4. A handgun homicide is nine times more likely to be found justified when the killer is white and the victim is a black man.
In an analysis of homicide reports spanning more than 30 years of FBI data, the Marshall Project uncovered stark racial disparities among the killings that are deemed justifiable. Overall, one in 50 murders is ruled justified — but when the killer is white and the victim is a black man, the figure climbs to one in six. Handgun killings with a white shooter and a black male victim exhibit an even more dramatic bias: one in four is found justified. Research has found that Stand Your Ground measures intensify this racial disparity.
5. 1.8 million guns have been reported stolen over the past decade.

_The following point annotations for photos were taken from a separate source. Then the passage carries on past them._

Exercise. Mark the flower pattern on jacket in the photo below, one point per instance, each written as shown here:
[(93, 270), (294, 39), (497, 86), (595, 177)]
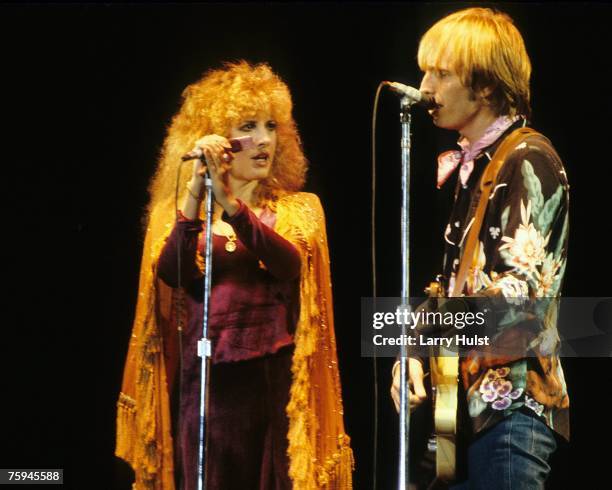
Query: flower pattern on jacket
[(525, 261)]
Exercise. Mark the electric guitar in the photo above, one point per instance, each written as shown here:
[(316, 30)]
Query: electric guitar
[(444, 369)]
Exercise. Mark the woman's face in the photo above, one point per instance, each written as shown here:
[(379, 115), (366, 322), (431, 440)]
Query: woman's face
[(254, 163)]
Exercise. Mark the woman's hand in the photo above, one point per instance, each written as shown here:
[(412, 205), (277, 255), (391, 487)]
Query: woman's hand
[(416, 390), (217, 155)]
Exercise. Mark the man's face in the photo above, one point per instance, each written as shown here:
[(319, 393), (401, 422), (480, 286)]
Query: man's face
[(459, 108)]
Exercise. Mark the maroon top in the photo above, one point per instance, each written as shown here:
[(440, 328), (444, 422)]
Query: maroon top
[(255, 289)]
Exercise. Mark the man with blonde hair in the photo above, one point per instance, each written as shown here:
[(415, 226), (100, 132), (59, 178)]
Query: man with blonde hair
[(477, 70)]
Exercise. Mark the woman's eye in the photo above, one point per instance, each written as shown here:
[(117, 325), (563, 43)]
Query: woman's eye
[(247, 126)]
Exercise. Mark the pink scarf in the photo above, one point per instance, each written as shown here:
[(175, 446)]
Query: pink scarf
[(450, 160)]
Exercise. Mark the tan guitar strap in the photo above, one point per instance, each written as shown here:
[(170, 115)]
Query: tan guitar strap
[(487, 183)]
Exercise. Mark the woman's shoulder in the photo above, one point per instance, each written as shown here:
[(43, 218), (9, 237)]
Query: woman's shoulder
[(301, 210), (306, 201)]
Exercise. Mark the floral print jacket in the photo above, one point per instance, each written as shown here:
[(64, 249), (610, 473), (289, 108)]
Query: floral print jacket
[(522, 253)]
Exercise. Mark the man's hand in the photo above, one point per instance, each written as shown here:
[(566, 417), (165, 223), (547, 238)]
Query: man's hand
[(416, 392)]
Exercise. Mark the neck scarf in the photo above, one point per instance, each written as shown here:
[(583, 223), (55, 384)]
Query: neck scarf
[(450, 160)]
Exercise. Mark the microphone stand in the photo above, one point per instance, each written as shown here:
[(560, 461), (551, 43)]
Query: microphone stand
[(404, 414), (204, 344)]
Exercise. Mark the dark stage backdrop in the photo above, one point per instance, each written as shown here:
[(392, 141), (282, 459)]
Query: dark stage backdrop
[(88, 93)]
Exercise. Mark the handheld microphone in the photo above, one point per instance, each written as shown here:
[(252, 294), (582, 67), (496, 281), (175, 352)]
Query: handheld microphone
[(415, 96), (238, 144)]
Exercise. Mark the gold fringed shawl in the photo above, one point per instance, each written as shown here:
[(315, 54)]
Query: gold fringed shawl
[(143, 410), (320, 456)]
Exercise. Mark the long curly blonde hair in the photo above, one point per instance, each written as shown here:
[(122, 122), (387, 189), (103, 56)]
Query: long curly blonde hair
[(220, 100)]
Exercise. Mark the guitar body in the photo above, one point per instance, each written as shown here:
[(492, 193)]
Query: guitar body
[(444, 369)]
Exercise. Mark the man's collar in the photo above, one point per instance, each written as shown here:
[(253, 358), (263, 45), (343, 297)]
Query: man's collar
[(492, 137)]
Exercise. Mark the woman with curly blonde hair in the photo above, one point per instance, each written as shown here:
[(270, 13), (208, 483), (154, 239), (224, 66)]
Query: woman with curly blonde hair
[(274, 417)]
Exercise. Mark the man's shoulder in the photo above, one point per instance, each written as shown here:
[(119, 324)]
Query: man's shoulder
[(534, 153)]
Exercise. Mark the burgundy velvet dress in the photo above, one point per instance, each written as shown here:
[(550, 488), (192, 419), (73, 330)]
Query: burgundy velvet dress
[(253, 312)]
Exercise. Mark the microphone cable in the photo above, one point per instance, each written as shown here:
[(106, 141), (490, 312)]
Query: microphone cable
[(179, 313), (373, 247)]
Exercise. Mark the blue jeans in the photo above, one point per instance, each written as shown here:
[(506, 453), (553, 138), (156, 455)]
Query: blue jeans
[(512, 455)]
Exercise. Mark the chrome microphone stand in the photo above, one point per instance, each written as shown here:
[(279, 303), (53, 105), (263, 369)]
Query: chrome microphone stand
[(404, 411), (204, 344)]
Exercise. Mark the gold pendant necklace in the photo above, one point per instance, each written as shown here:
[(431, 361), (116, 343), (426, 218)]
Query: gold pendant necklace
[(225, 229), (230, 245)]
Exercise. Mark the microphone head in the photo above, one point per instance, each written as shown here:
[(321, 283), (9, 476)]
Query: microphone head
[(242, 143), (414, 95)]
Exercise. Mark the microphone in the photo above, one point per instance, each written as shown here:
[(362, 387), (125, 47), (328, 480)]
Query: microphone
[(238, 144), (415, 96)]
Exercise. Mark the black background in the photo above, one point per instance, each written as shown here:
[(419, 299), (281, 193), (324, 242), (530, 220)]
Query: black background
[(88, 91)]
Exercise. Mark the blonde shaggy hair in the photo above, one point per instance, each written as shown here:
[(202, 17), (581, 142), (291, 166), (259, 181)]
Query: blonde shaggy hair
[(486, 50), (220, 100)]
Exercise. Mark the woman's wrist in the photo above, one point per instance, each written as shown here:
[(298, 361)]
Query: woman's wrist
[(230, 206), (195, 189)]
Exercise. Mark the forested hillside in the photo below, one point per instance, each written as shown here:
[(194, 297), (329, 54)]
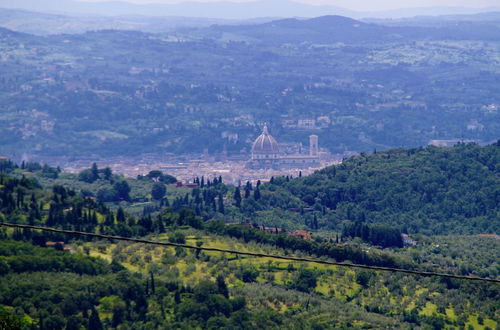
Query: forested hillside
[(424, 190)]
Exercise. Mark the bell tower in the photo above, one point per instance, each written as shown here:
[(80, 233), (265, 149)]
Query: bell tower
[(313, 145)]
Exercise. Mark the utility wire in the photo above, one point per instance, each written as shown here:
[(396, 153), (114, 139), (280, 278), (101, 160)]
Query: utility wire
[(252, 254)]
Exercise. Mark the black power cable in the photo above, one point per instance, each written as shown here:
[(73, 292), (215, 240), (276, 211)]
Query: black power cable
[(252, 254)]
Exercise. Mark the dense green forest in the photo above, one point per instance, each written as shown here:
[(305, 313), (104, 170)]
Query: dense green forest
[(127, 92), (423, 190), (125, 285)]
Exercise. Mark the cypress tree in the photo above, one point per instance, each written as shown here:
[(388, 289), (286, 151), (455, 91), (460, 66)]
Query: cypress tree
[(256, 194), (221, 204), (94, 321), (237, 197)]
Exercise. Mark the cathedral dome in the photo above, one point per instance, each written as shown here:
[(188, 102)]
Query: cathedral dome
[(265, 144)]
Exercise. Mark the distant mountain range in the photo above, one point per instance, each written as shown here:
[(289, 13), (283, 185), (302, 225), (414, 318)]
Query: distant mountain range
[(42, 23), (223, 10)]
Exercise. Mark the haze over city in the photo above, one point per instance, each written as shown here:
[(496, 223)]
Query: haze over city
[(273, 164)]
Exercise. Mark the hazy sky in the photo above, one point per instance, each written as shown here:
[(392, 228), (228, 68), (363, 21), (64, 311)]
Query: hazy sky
[(362, 5)]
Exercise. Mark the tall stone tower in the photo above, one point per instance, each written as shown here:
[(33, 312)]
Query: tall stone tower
[(313, 145)]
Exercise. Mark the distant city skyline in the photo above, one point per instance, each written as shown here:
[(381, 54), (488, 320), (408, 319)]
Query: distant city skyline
[(359, 5)]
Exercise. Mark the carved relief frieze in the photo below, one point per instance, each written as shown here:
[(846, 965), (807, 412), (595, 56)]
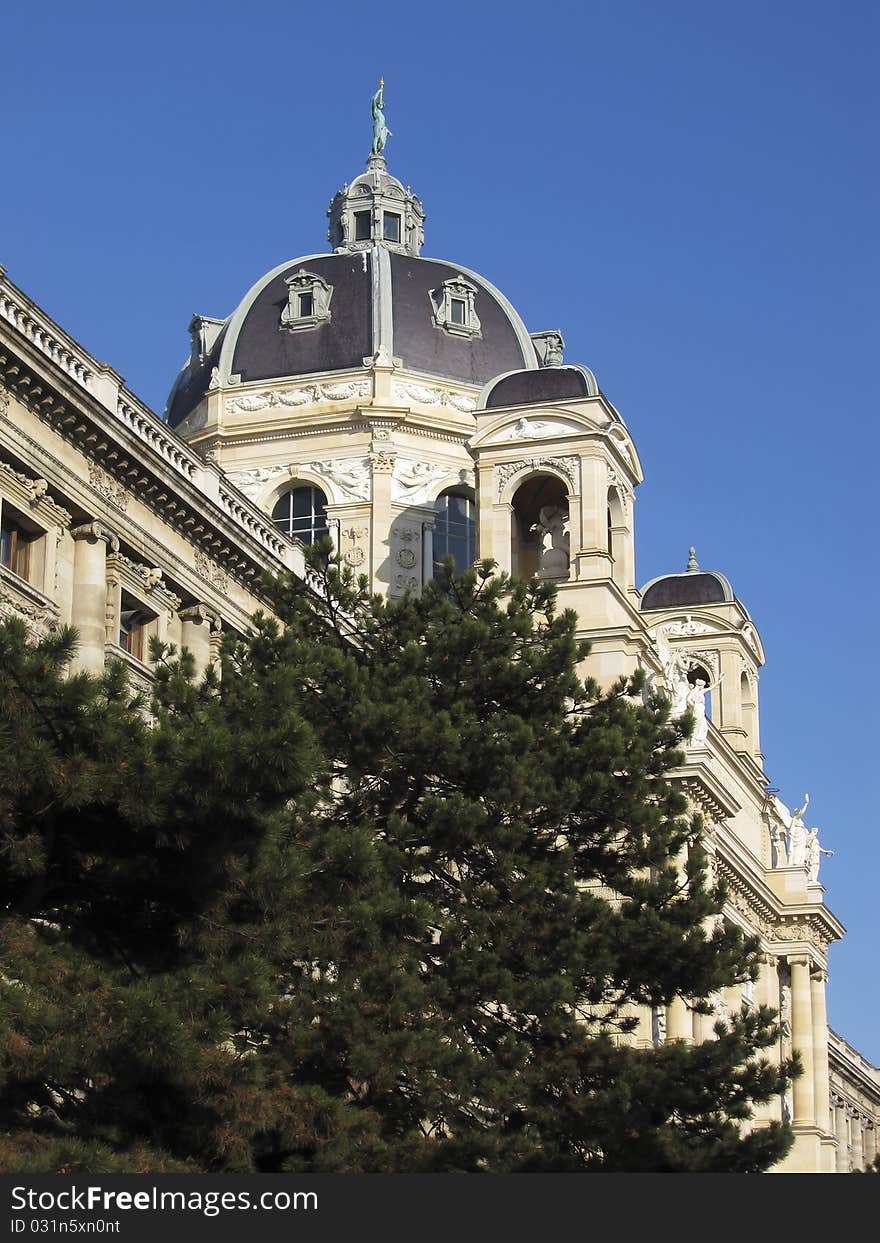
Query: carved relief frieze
[(566, 466), (414, 482), (428, 395), (105, 485), (252, 482), (208, 568), (310, 394), (349, 476)]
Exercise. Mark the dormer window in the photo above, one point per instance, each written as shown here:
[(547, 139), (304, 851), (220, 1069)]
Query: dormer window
[(307, 302), (454, 307)]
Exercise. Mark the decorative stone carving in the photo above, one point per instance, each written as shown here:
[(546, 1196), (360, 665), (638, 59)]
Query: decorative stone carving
[(813, 853), (252, 482), (533, 429), (797, 837), (349, 476), (620, 487), (414, 482), (209, 569), (426, 395), (107, 486), (344, 390), (308, 297), (96, 531), (548, 346), (552, 526), (566, 466), (382, 463)]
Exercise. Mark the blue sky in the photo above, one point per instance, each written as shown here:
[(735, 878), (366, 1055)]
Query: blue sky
[(689, 190)]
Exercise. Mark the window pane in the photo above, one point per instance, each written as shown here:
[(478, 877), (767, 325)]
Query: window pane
[(300, 512), (455, 531)]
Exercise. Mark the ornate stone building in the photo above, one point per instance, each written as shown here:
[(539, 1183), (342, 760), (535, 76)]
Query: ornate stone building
[(400, 404)]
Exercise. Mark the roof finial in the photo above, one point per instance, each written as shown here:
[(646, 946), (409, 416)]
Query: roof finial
[(380, 131)]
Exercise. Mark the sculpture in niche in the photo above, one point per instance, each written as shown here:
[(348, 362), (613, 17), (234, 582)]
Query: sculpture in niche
[(786, 1012), (696, 702), (797, 837), (813, 853), (552, 526)]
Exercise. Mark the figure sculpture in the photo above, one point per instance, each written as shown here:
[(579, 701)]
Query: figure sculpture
[(552, 526), (380, 131), (797, 837), (813, 853), (696, 702)]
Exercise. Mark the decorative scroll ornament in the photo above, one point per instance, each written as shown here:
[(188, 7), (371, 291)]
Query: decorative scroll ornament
[(252, 482), (533, 429), (349, 476), (564, 466), (107, 486), (414, 482), (213, 573), (286, 398)]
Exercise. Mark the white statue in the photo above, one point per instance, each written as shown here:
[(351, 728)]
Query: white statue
[(813, 853), (797, 837), (554, 538), (696, 702), (786, 1011)]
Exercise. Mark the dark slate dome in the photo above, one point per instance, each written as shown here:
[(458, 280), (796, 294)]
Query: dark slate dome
[(691, 589), (373, 300), (546, 384)]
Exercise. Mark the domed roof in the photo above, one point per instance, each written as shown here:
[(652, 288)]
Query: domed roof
[(546, 384), (373, 300), (691, 589)]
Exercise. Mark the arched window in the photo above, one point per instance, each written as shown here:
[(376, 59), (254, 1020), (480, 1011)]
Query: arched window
[(455, 530), (301, 512)]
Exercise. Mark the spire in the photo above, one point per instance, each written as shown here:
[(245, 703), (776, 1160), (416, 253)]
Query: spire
[(375, 210)]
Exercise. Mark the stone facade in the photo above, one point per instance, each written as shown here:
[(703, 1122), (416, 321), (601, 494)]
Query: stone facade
[(124, 527)]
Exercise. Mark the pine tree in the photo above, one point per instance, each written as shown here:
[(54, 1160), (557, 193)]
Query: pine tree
[(380, 895), (508, 874)]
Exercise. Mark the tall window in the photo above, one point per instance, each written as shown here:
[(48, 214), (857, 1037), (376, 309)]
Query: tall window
[(301, 512), (455, 530), (15, 545)]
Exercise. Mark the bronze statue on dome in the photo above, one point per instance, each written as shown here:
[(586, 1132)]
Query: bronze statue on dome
[(380, 131)]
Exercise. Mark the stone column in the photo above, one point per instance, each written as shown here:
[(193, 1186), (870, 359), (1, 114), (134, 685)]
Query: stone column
[(426, 552), (823, 1119), (382, 465), (802, 1041), (195, 634), (679, 1021), (858, 1146), (843, 1137), (88, 612)]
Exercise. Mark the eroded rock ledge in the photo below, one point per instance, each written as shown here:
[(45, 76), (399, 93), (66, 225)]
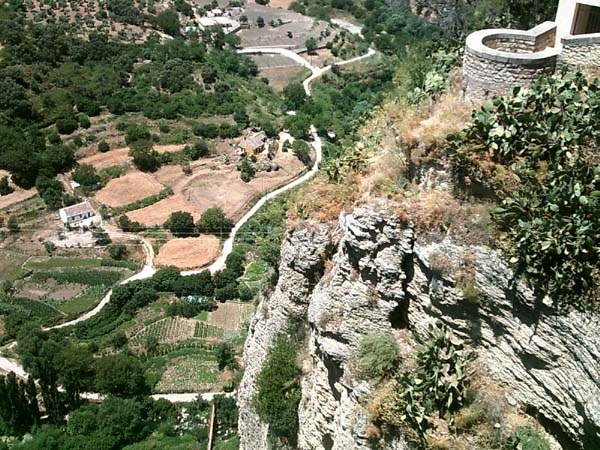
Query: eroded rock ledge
[(378, 279)]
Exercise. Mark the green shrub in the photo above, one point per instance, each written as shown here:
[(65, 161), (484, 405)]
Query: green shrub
[(526, 438), (67, 125), (439, 383), (536, 150), (84, 121), (278, 391), (377, 357), (103, 146)]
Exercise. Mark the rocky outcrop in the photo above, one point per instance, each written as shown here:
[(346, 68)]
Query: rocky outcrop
[(302, 259), (379, 279), (550, 361)]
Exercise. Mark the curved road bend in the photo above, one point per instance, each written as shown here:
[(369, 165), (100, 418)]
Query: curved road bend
[(9, 365)]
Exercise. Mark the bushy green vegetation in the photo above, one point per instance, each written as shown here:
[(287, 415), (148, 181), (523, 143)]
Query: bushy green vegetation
[(437, 385), (47, 73), (278, 391), (536, 150), (377, 356), (88, 277)]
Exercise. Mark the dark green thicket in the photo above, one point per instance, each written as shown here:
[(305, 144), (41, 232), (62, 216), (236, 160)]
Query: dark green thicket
[(46, 73), (278, 391), (537, 150)]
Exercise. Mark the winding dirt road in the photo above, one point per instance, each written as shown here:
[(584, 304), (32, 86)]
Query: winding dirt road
[(9, 365)]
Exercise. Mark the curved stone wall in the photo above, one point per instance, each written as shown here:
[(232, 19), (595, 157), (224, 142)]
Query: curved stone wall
[(496, 60), (581, 51)]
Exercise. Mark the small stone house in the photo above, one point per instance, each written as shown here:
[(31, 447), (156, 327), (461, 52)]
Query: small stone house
[(77, 215), (496, 60), (253, 143)]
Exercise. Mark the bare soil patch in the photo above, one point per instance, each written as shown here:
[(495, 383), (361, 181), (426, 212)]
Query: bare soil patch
[(280, 77), (120, 156), (283, 4), (128, 188), (16, 197), (50, 290), (231, 315), (189, 253), (159, 212), (226, 189), (294, 30)]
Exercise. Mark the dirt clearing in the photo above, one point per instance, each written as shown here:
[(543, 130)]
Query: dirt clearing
[(16, 197), (120, 156), (283, 4), (231, 315), (158, 213), (226, 189), (189, 253), (127, 189), (280, 77)]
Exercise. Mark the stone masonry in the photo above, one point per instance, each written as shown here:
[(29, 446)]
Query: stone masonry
[(497, 60)]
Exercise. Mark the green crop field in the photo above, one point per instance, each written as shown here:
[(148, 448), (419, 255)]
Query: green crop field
[(82, 303), (10, 265), (189, 374)]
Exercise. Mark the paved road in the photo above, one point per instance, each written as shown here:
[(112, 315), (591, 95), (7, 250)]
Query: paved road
[(147, 271)]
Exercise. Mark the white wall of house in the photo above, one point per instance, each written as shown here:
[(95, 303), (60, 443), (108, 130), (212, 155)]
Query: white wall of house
[(565, 16)]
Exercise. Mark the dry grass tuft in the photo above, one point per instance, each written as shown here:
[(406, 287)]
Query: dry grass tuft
[(325, 201)]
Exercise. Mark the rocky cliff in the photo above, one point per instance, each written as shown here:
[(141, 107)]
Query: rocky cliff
[(369, 275)]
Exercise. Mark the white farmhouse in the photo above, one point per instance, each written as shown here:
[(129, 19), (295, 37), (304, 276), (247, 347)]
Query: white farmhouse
[(80, 214)]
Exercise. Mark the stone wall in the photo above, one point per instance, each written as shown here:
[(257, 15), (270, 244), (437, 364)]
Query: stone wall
[(582, 51), (497, 60)]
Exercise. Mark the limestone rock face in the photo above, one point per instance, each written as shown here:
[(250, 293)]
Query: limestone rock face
[(549, 360), (369, 276), (301, 260)]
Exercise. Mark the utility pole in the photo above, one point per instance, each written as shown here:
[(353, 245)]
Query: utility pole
[(211, 426)]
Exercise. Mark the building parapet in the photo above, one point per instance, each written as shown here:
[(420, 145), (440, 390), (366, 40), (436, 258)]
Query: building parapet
[(498, 59)]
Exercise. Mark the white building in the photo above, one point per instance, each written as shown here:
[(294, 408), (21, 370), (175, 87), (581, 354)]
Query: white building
[(81, 214), (577, 17)]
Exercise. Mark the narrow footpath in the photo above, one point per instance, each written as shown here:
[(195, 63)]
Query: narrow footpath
[(10, 365)]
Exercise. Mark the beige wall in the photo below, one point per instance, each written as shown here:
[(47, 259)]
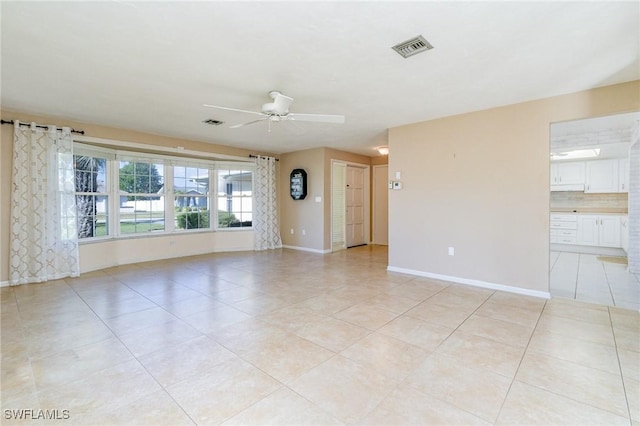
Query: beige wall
[(304, 214), (110, 253), (479, 182), (309, 215)]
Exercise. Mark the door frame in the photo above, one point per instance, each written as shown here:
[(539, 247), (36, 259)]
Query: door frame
[(367, 199)]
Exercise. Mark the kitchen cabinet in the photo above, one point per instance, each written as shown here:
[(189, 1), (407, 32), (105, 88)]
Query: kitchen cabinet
[(624, 233), (563, 228), (623, 175), (571, 173), (602, 176), (598, 230)]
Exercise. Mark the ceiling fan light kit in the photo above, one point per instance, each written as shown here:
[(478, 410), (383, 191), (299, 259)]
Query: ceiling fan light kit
[(278, 110)]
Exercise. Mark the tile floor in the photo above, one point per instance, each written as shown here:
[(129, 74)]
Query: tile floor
[(286, 337), (583, 277)]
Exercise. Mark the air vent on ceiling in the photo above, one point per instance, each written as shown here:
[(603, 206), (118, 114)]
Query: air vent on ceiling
[(213, 122), (412, 47)]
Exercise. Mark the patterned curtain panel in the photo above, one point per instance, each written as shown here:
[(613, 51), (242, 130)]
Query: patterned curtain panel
[(265, 216), (44, 241)]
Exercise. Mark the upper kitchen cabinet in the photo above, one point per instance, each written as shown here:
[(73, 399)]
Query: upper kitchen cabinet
[(602, 176), (567, 176), (623, 175)]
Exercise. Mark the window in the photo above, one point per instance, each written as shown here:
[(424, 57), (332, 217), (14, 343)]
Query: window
[(92, 198), (141, 197), (191, 194), (122, 194), (235, 195)]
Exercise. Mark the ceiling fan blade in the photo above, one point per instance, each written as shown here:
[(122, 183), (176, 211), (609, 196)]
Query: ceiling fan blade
[(247, 123), (281, 103), (232, 109), (319, 118)]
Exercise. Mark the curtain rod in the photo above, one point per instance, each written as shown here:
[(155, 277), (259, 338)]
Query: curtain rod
[(258, 156), (80, 132)]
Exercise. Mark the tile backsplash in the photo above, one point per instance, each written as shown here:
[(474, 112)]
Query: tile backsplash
[(580, 200)]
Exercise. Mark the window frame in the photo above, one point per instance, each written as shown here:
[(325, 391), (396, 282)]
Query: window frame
[(113, 158)]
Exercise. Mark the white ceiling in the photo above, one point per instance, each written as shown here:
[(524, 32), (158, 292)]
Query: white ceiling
[(150, 66)]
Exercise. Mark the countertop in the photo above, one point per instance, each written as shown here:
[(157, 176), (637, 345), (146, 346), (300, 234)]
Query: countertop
[(590, 210)]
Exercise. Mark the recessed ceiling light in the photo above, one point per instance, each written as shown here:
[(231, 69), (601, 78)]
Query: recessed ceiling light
[(576, 154), (213, 122)]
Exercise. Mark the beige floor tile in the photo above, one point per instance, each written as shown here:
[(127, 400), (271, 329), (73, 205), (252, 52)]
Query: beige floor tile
[(22, 411), (127, 323), (629, 363), (393, 303), (625, 318), (479, 352), (184, 360), (108, 307), (213, 320), (43, 343), (328, 304), (587, 385), (184, 308), (392, 357), (292, 318), (525, 317), (157, 408), (443, 315), (283, 407), (222, 392), (261, 305), (518, 301), (417, 290), (74, 364), (288, 357), (406, 406), (332, 333), (632, 388), (627, 339), (417, 332), (369, 317), (529, 405), (345, 389), (474, 390), (17, 379), (583, 352), (498, 330), (159, 336), (597, 333), (576, 310), (113, 387)]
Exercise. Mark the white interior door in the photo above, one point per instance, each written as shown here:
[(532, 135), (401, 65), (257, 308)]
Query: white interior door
[(381, 205), (338, 206), (355, 206)]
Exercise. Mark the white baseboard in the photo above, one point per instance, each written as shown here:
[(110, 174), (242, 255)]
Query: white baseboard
[(307, 249), (475, 283)]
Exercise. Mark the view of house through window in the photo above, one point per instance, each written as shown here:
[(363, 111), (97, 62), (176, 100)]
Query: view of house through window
[(137, 195)]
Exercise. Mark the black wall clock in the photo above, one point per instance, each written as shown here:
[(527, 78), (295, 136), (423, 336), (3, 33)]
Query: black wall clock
[(298, 179)]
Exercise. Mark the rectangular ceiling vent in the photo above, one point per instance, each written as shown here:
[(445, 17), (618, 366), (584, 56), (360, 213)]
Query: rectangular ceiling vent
[(213, 122), (412, 47)]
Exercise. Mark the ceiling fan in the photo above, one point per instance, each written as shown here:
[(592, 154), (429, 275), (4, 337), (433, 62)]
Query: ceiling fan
[(278, 110)]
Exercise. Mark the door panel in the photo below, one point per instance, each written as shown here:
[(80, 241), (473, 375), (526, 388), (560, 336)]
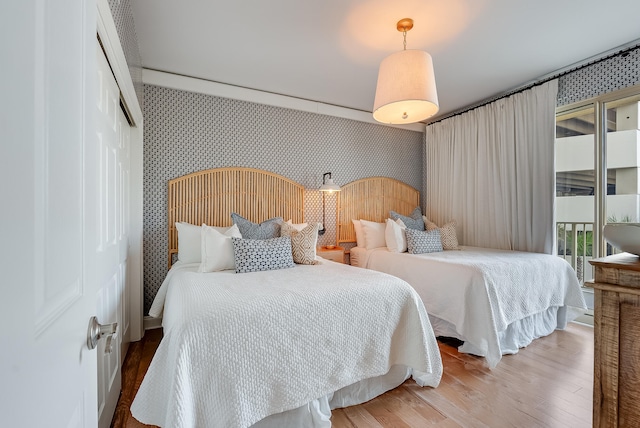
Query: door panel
[(48, 374), (113, 159)]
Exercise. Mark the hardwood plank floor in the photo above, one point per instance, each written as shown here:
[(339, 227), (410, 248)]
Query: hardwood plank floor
[(547, 384)]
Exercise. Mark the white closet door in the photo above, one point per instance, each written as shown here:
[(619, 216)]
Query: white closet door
[(112, 191), (48, 374)]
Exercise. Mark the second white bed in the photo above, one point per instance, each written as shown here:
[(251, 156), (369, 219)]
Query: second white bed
[(496, 301)]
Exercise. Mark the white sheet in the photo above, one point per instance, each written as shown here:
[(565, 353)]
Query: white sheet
[(240, 347), (494, 300)]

The number of firearms stolen from homes, cars, gun dealers, and other locations was higher in 2016 than in any previous year on record, according to the FBI’s National Crime Information Center. Over the past decade, the tally of guns reported stolen approaches two million, but because many gun thefts are never reported to police, the true number is likely much higher. The Trace’s yearlong investigation into firearm theft, conducted in partnership with NBC, identified more than 23,000 stolen guns that were later recovered by police. They were used to commit murders, assaults, robberies, and other crimes.
6. The NRA spent an unprecedented $419 million during the 2016 campaign season.
An audit of the National Rifle Association’s 2016 finances revealed that its support for Donald Trump and Republican congressional candidates translated into a record outlay for the organization. While that total includes the NRA’s entire operating expenses, political spending likely accounted for the bulk of the increase. The NRA’s spending didn’t slow down after Trump took office. In the first quarter, the group spent $2.3 million on lobbying — more than double what it’s spent in any previous quarter.
7. Gun deaths rose above 100 per day.
The national firearm death rate climbed to 12.0 per 100,000 people in 2016, according to a preliminary estimate from the Centers for Disease Control — a level not seen since the mid-1990s. That amounts to more than 38,000 deaths.
8. 21 states have recorded increases in gun suicides.
Firearm suicides rarely make the headlines, but they claim more lives than any other type of gun violence. A study released in 2017 found that although the national rate of gun suicide fell between 1991 and 2015, those decreases were not evenly distributed — 21 states actually saw an increase in suicides over that time period. Alaska and North Dakota fared worst: their gun-suicide rates grew by 86 and 77 percent, respectively.
Guns and suicide are deeply intertwined: studies have found that having a gun in the home increases suicide risk, and that states with higher rates of gun ownership also see higher rates of suicide.
9. Every week, 136 children and teenagers are shot.
The majority of underage shooting victims are teens, but more than 900 children aged 12 and younger are shot each year. Twenty-two percent of those shootings are fatal. And racial disparities that exist among adults are also present among children: black children die from firearm homicides at a rate 10 times higher than their white counterparts.
10. More than 135,000 students in the United States have lived through school shootings since Columbine.
Since the Columbine High School massacre in 1999, more than 135,000 children and teens at 164 primary and secondary schools have been exposed to gun violence at school.
According to the Gun Violence Archive, 2017 saw at least 77 incidents of gun violence at American primary and secondary schools. The tally includes any incident in which a gun was discharged.
11. Right-to-carry laws are associated with a 10.6 percent increase in a state’s handgun homicide rate.
“Shall-issue” laws — which require law enforcement to issue concealed-carry permits to all applicants who meet the state’s basic criteria— are linked to increased homicides,. . Compared to “may-issue” states, where officials have broad discretion in choosing whether to award permits, “shall-issue” states have 6.5 percent higher homicide rates on average. The gap rises to 10.6 percent when specifically considering handgun homicides.